The Major Dhyanachand Hockey Stadium
- Interactive map of The Major Dhyanachand Hockey Stadium
- Full name: PCMC Hockey Stadium
- Location: Pune, India
- Owner: PCMC, Pune
- Capacity: 5,000

Construction
- Built: 1993
- Renovated: 2011

Tenant
- World Series Hockey

= PCMC Hockey Stadium =

Field hockey stadium in Maharashtra, in India

PCMC Hockey Stadium also known as The Major Dhyanachand Stadium is a field hockey stadium in the city of Pune, India. It has a seating capacity of 5,000 people. It serves as the home ground of the hockey franchisee based in Pune Strykers, for World Series Hockey.

==History==
It was built in 1993, was the first polygrass stadium of the district. It costed ₹1.15 crore to build this stadium.

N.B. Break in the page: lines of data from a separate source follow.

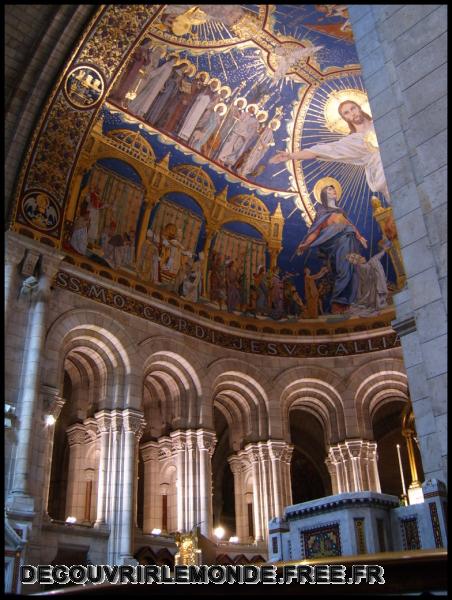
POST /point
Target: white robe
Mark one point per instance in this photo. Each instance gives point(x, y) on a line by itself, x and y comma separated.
point(195, 113)
point(257, 153)
point(372, 287)
point(235, 144)
point(149, 92)
point(353, 149)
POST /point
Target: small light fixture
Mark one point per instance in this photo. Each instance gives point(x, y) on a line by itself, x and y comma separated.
point(50, 420)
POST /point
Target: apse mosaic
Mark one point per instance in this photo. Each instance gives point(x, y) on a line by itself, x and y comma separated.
point(224, 154)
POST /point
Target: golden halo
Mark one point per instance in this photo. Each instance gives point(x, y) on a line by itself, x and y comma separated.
point(204, 76)
point(160, 49)
point(220, 105)
point(181, 61)
point(190, 70)
point(227, 89)
point(242, 100)
point(215, 82)
point(333, 121)
point(323, 183)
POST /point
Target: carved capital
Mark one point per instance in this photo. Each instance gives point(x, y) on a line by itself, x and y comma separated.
point(134, 421)
point(14, 251)
point(53, 402)
point(103, 420)
point(76, 434)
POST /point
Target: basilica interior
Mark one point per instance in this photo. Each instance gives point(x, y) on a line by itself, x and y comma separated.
point(225, 284)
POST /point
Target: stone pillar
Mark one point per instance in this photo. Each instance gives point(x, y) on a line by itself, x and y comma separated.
point(241, 514)
point(192, 451)
point(178, 450)
point(53, 403)
point(20, 498)
point(353, 467)
point(285, 474)
point(133, 427)
point(206, 446)
point(280, 454)
point(103, 422)
point(152, 509)
point(76, 435)
point(14, 253)
point(402, 50)
point(252, 452)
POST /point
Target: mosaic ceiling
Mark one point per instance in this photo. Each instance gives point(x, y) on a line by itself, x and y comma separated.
point(224, 155)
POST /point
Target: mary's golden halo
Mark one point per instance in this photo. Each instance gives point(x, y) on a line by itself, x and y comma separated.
point(325, 182)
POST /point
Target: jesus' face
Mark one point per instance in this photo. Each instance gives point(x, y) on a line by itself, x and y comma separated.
point(352, 113)
point(331, 196)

Women's hockey matches of National Games which were held in 1993.

==Major renovations==
The stadium has been renovated by the PCMC Administration at a cost of ₹2.75 crore to improve the infrastructure at the stadium. Four high-mast floodlights with a capacity of 1,200 lux have been set up at the stadium. Seven matches of the home side, Pune Strykers, are scheduled in World Series Hockey between 29 February to 2 April.